Since the EP1R is also involved in presynaptic Ca2+ influx (24) and glutamate release in the central nervous system (4), we used pharmacological and electrophysiological approaches to determine whether the PLA2/COX-1/EP1R signaling molecules that link to ANG II-induced ROS generation also play a role in the ANG II-mediated potentiation of L-VDCC in SFO neurons. As shown in Fig. 6, A and B, ANG II (100 nmol/l)-induced enhancement of L-VDCC (P < 0.01 vs. vehicle, N = 11) was abolished by pretreatment with the general PLA2 inhibitor ACA (1 μmol/l, P > 0.05 vs. vehicle, N = 5), coapplication of the COX-1 inhibitor SC560 (10 μmol/l, P > 0.05 vs. vehicle, N = 6), and the EP1R antagonist SC51089 (10 μmol/l, P > 0.05 vs. vehicle, N = 11) but were unaffected by coapplication of the COX-2 inhibitor NS398 (10 μmol/l, P < 0.01 vs. vehicle, N = 5). Moreover, ANG II-induced potentiation in L-type Ca2+ currents was abolished in EP1R−/− SFO neurons (P > 0.05 vs. vehicle, N = 7) (Fig. 6B). Figure 6C shows the time course of ANG II-induced enhancement in the amplitude of L-VDCC currents in one single isolated SFO neuron. The ANG II-enhanced L-VDCC was reversed by the coapplied EP1R antagonist SC51089 (10 μmol/l) (Fig. 6C). These results establish that PLA2, COX-1, and EP1R act downstream of ANG II for potentiation of L-VDCC in SFO neurons.
Fig. 6.
A, top: representative traces show L-VDCC recorded from an isolated WT SFO neuron following applications of Veh, ANG II (100 nmol/l), coapplied COX-2 inhibitor NS398 (10 μmol/l), and the PLA2 inhibitor ACA (1 μmol/l). A, bottom: representative traces show L-VDCC recorded from another isolated WT SFO neuron following applications of Veh, ANG II (100 nmol/l), coapplied PGE2 type 1 receptor (EP1R) antagonist SC51089 (10 μmol/l), and L-VDCC blocker Cd2+ (100 μmol/l). B: histogram summarizes percent changes in the amplitude of L-VDCC in the presence of Veh, ANG II (100 nmol/l, N = 11), coapplied NS398 (10 μmol/l, N = 5), ACA (1 μmol/l, N = 5), SC560 (10 μmol/l, N = 6), SC51089 (10 μmol/l, N = 11) in WT SFO neurons, or L-VDCC in EP1R−/− (N = 7) SFO neurons in presence of ANG II (100 nmol/l). **P < 0.01 vs. Veh. C: time course of the amplitude of L-VDCC recorded from 1 single isolated SFO neuron before and after application of ANG II and coapplied EP1R antagonist SC51089.

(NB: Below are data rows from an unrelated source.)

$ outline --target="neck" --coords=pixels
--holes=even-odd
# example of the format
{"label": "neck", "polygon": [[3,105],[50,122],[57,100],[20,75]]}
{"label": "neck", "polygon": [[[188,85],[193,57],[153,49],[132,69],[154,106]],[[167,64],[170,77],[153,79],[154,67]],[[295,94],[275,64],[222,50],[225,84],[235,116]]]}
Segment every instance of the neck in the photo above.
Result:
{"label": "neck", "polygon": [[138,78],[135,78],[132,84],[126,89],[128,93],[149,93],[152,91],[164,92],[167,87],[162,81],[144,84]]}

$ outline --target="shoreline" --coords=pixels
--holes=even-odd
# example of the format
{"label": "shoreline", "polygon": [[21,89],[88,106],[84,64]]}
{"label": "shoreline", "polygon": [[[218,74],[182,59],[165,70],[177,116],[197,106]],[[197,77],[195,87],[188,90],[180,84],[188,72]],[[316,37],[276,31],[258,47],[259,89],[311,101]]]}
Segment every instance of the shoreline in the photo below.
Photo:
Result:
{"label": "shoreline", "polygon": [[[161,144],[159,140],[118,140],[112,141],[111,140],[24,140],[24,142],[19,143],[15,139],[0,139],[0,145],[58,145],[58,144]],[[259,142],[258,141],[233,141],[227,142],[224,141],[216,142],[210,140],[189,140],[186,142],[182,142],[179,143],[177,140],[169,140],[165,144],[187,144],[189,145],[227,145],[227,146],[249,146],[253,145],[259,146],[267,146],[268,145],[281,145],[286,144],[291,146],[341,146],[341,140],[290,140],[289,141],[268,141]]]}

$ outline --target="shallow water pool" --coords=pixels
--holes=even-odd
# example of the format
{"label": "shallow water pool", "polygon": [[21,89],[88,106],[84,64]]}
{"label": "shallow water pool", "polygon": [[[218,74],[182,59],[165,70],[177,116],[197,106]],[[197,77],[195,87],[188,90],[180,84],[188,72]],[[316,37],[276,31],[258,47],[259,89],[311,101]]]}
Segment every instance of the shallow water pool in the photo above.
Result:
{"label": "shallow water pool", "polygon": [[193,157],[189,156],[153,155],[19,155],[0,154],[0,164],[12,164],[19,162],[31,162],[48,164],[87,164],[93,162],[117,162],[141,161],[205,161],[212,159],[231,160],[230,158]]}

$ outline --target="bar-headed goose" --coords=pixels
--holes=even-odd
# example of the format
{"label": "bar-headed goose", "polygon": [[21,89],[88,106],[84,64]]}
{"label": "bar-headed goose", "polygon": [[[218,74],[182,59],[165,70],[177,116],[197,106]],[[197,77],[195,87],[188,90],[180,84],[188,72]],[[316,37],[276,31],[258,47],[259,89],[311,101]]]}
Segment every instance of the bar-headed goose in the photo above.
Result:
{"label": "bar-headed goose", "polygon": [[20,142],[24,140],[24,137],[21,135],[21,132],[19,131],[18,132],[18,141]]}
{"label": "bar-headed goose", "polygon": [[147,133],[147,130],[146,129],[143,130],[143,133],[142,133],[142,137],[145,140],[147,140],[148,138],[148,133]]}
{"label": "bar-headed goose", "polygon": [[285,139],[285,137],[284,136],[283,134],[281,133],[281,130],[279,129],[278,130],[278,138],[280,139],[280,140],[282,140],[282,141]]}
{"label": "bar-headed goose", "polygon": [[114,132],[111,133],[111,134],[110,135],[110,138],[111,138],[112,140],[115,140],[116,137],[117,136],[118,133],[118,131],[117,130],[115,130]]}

Nox2-derived ROS contribute to ANG II-induced L-VDCC in SFO neurons.
We next we sought to determine the molecular factor responsible for L-VDCC activation and its subcellular localization. Since ROS are known modulators of L-VDCC and they are downstream of the ANG-II signaling pathway, we were curious as to whether Nox2-derived ROS are involved in ANG II-induced L-type Ca2+ influx. We examined the effects of the ROS scavenger MnTBAP and Nox2−/− SFO neurons on ANG II-elicited L-VDCC. As shown in Fig. 7A, ANG II-induced potentiation in L-VDCC in WT SFO neurons (P < 0.01 vs. vehicle, N = 6) was abolished by pretreatment with MnTBAP (100 μmol/l, P > 0.05 vs. vehicle, N = 6). This response was also abolished in Nox2−/− SFO neurons (P > 0.05 vs. vehicle, N = 4), implying that Nox2-derived ROS are required for the ANG-II potentiation of L-VDCC in SFO neurons.
Fig. 7.
A: histogram summarizes percent changes in the amplitude of L-VDCC in the presence of Veh (N = 6), ANG II (100 nmol/l, N = 6), coapplied reactive oxygen species scavenger Mn(III)tetrakis(4-benzoic acid)porphyrin chloride (MnTBAP, TBAP; 100 μmol/l, N = 6) in WT SFO neurons, or L-VDCC in Nox2−/− neurons (N = 4). **P < 0.01 vs. Veh. B: histogram shows percent changes in the amplitude of L-VDCC in the presence of vehicle (Veh, N = 16), PGE2 (100 nmol/l, N = 16), coapplied AT1R antagonist Los (10 μmol/l, N = 4), PLA2 inhibitor ACA (1 μmol/l, N = 5), SC51089 (10 μmol/l, SC, N = 7) and MnTBAP (100 μmol/l, N = 5), or in EP1R−/− neurons (N = 5), and in Nox2−/− SFO neurons (N = 5) in the presence of PGE2 (100 nmol/l). **P < 0.01 vs. Veh.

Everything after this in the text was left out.